I am currently trying to figure out how git diff -M<limit> works.
What I found out is, that git diff checks how similar two files (say fileA in revision 1, fileC in revision 2) are by calculating a similarity score. If the similarity score is >= limit, fileA has been renamed to fileC which has possibly been modified (if score is < 100%).
Then I asked myself, what if there are more files with the same sha1-hash within the directory? How does git know which one is the renamed (and changed) version?
To find this out, I tried the following:
First, I created two files with 7 lines ("a", "b", "c", "d", "e", "f", "g")
vi fileA vi fileB Then I added them to the repository and committed:
git add fileA fileB git commit -m "Added fileA and fileB" [master ffc8964] Added fileA and fileB 2 files changed, 6 insertions(+) create mode 100644 tests/fileA create mode 100644 tests/fileB Next, I renamed fileA to fileC using git mv and deleted the first line in fileB and fileC. After that I commited the changes
git mv fileA fileC vi fileB vi fileC git commit -a -m "Renamed and changed files" [master 57ff82a] Renamed and changed filed 2 files changed, 2 deletions(-) rename tests/{fileA => fileC} (85%) fileB and fileC now look like this:
b c d e f g What I expected now is that the checksums of fileB and fileC are equal:
git hash-object fileB fileC 9fbb6235d2d7eb798268d4537acebea297321241 9fbb6235d2d7eb798268d4537acebea297321241 Indeed they are :-)
So how should git diff now know what the renamed file is?

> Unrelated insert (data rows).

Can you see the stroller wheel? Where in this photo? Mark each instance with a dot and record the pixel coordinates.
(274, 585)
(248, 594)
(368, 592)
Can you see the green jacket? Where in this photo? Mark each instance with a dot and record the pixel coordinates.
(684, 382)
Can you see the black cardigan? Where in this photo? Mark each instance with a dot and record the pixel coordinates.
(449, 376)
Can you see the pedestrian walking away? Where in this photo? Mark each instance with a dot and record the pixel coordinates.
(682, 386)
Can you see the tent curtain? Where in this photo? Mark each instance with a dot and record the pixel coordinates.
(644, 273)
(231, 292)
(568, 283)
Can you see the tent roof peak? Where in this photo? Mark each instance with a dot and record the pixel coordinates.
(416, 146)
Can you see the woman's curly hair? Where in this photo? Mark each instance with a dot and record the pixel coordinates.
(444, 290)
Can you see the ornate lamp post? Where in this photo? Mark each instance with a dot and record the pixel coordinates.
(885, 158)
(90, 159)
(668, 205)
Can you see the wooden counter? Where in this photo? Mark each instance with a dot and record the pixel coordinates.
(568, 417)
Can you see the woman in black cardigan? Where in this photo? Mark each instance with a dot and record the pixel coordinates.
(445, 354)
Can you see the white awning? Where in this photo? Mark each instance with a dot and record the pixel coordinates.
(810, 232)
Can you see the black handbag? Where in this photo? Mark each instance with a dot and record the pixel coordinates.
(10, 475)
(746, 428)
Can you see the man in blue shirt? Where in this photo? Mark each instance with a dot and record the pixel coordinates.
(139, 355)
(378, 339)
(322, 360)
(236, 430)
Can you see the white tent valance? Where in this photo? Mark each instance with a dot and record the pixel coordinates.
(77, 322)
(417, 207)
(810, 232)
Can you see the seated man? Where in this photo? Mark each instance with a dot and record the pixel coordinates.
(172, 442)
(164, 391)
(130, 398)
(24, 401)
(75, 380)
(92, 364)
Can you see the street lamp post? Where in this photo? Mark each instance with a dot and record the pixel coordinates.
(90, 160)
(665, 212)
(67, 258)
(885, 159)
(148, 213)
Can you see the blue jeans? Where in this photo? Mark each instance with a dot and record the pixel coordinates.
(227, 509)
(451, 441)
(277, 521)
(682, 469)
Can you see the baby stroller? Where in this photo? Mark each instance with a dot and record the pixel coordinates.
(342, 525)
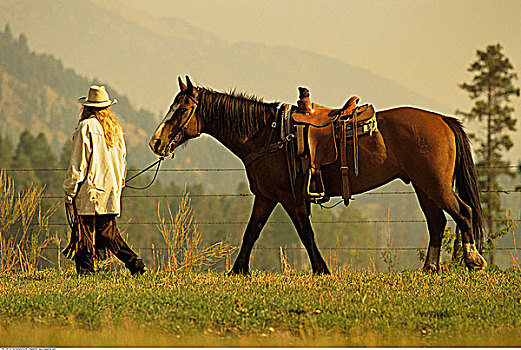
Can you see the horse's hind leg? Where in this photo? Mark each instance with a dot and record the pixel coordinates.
(462, 214)
(436, 222)
(298, 213)
(262, 208)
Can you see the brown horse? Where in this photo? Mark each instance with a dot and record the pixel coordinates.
(419, 147)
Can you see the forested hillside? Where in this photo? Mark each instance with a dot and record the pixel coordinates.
(37, 93)
(38, 112)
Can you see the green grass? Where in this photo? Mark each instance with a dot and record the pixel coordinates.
(458, 308)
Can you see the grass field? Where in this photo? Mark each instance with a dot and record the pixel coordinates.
(457, 308)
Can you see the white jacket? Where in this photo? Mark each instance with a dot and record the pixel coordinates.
(98, 171)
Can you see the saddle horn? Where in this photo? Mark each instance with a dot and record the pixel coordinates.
(350, 104)
(182, 85)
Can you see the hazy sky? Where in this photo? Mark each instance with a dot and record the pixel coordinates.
(425, 45)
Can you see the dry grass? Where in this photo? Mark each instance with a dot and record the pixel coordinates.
(24, 229)
(183, 240)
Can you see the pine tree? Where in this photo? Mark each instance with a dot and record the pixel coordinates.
(491, 90)
(6, 152)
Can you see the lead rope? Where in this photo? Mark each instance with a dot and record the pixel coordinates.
(158, 162)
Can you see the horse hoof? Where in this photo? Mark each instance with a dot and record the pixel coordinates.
(324, 271)
(431, 269)
(239, 272)
(474, 260)
(476, 263)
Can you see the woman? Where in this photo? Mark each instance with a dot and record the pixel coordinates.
(93, 186)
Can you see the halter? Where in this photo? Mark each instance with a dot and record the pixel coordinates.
(184, 126)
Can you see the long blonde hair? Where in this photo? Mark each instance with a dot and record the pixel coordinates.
(107, 119)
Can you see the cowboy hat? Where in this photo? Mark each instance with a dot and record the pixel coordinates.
(98, 97)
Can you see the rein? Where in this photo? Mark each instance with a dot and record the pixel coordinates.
(167, 150)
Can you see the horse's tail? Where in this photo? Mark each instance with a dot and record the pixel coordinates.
(466, 179)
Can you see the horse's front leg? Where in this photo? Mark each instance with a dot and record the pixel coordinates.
(262, 208)
(298, 213)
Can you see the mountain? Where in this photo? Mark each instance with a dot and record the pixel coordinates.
(142, 55)
(37, 93)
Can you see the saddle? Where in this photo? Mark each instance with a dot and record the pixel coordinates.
(319, 129)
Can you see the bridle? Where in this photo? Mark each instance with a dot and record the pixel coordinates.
(167, 149)
(184, 126)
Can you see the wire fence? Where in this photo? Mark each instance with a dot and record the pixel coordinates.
(249, 195)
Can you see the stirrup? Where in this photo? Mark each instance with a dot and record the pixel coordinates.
(315, 195)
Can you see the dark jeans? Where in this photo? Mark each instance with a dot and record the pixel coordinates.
(106, 237)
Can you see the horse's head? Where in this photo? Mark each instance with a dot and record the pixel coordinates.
(180, 123)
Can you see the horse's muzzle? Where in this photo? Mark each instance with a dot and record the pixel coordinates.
(155, 145)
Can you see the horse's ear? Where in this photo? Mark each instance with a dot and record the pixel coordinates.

Since fileC has been changed, a new blob has been generated by commit and the checksum of fileC and fileA are different as well (obviously).
I tried it:
git diff -M80% HEAD master~1 The output however confused me :-(
diff --git a/tests/fileC b/tests/fileA similarity index 85% rename from tests/fileC rename to tests/fileA index 9fbb623..f9d9a01 100644 --- a/tests/fileC +++ b/tests/fileA @@ -1,3 +1,4 @@ +a b c d diff --git a/tests/fileB b/tests/fileB index 9fbb623..f9d9a01 100644 --- a/tests/fileB +++ b/tests/fileB @@ -1,3 +1,4 @@ +a b c d Apparently git diff DID find out that fileA has been renamed to fileC.
But how? Did git save some kind of connection between fileA and fileC?